A hot solid of mass 100 g at 100°c is quickly transferred into 100 g of water in a container of mass 200 g at 20°C. Calculate the resulting temperature of the mixture. Specific heat capacity of the solid and the container is 400 J/kgK.
heat gained/lost = mass * specific heat * temperature change
the heat lost by the "hot solid" is gained by the water and container
To solve this question, we can apply the principle of conservation of energy.
First, let's calculate the heat gained by the container and water:
Q1 = mass_container * specific_heat_capacity * ΔT_container
Q2 = mass_water * specific_heat_capacity * ΔT_water
Where:
- Q1 is the heat gained by the container and water
- mass_container is the mass of the container (200 g)
- specific_heat_capacity is the specific heat capacity of the container (400 J/kgK)
- ΔT_container is the change in temperature of the container (final temperature - initial temperature)
- mass_water is the mass of the water (100 g)
- ΔT_water is the change in temperature of the water (final temperature - initial temperature)
Next, let's consider the heat lost by the hot solid:
Q3 = mass_solid * specific_heat_capacity * ΔT_solid
Where:
- Q3 is the heat lost by the hot solid
- mass_solid is the mass of the hot solid (100 g)
- specific_heat_capacity is the specific heat capacity of the solid and container (400 J/kgK)
- ΔT_solid is the change in temperature of the solid (final temperature - initial temperature)
According to the conservation of energy, the heat gained is equal to the heat lost:
Q1 + Q2 = Q3
Substituting the equations, we get:
mass_container * specific_heat_capacity * ΔT_container + mass_water * specific_heat_capacity * ΔT_water = mass_solid * specific_heat_capacity * ΔT_solid
Given:
- mass_container = 200 g
- specific_heat_capacity = 400 J/kgK
- mass_water = 100 g
- initial temperature of the container = 20°C
- initial temperature of the hot solid = 100°C
Let's calculate the change in temperature of the container (ΔT_container) and the change in temperature of the water (ΔT_water):
ΔT_container = Tf - Ti
= Tf - 20°C
ΔT_water = Tf - Ti
= Tf - 20°C
Now, let's substitute the values in the equation:
200 g * 400 J/kgK * (Tf - 20°C) + 100 g * 400 J/kgK * (Tf - 20°C) = 100 g * 400 J/kgK * (Tf - 100°C)
Simplifying and solving for Tf:
200 Tf - 4000 + 100 Tf - 2000 = 100 Tf - 10000
300 Tf - 6000 = 100 Tf - 10000
200 Tf = 4000
Tf = 4000 / 200
Tf = 20°C
Therefore, the resulting temperature of the mixture is 20°C.
To calculate the resulting temperature of the mixture, we can use the principle of conservation of energy. The energy lost by the hot solid will be gained by the water and the container. The formula we will use is:
mcΔT = mcΔT
Where:
m = mass
c = specific heat capacity
ΔT = change in temperature
Let's break down the given information:
- Mass of the hot solid = 100 g
- Specific heat capacity of the solid = 400 J/kgK
- Temperature of the hot solid = 100°C
- Mass of the water = 100 g
- Mass of the container = 200 g
- Temperature of the water and container = 20°C
First, let's calculate the energy lost by the hot solid:
Energy lost by the solid = mcΔT
The initial temperature of the solid is 100°C, and we want to find the final temperature. So, the change in temperature (ΔT) for the solid will be:
ΔT = Final temperature - Initial temperature
Next, let's calculate the energy gained by the water and the container:
Energy gained by the water and container = (mW + mC)cΔT
Where mW is the mass of water and mC is the mass of the container.

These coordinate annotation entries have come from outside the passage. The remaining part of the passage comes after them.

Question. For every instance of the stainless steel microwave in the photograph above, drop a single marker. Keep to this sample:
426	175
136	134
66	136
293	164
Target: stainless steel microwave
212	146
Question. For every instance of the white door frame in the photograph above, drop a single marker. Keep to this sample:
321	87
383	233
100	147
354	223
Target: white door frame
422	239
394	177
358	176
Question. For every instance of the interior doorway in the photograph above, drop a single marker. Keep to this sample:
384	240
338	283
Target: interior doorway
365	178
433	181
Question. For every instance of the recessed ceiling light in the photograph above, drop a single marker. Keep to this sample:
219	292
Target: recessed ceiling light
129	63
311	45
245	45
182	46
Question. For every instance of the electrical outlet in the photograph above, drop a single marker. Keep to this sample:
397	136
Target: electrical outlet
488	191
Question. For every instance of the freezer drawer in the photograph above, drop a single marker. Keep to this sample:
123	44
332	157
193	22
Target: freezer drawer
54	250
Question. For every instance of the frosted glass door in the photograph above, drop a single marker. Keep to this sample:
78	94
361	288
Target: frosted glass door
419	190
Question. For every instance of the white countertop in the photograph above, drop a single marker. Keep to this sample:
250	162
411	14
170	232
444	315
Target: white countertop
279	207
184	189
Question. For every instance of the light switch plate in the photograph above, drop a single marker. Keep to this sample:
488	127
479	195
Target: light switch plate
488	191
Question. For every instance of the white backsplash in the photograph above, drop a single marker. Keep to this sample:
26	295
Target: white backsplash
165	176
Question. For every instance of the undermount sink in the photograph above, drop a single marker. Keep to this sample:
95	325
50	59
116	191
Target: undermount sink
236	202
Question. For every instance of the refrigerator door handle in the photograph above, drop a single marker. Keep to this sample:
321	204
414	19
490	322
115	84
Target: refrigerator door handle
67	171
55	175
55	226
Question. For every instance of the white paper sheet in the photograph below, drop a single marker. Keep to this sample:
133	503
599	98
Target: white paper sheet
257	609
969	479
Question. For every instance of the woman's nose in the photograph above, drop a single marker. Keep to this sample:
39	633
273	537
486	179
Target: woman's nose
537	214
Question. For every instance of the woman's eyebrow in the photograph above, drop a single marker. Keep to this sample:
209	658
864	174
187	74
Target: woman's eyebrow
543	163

Since the energy lost by the solid is equal to the energy gained by the water and container, we can set up the equation:
(mcΔT)lost = (mW + mC)cΔT
Now let's substitute the values we know into the equation:
(100 g)(400 J/kgK)(ΔT)lost = ((100 g + 200 g)(400 J/kgK)(ΔT)mixture
Now, simplify the equation further:
(100 g)(400 J/kgK)(ΔT)lost = (300 g)(400 J/kgK)(ΔT)mixture
The mass and specific heat capacity cancel out from both sides of the equation, leaving us with:
(ΔT)lost = (ΔT)mixture
This means that both sides have the same value of change in temperature. So, we can simply equate the two:
(ΔT)mixture = (ΔT)lost
Now, solve for the final temperature of the mixture:
100°C - Temperature of the mixture = (ΔT)lost
To find the resulting temperature, subtract the value of (ΔT)lost from 100°C.
Finally, plug in the value of (ΔT)lost into the equation and calculate the resulting temperature of the mixture.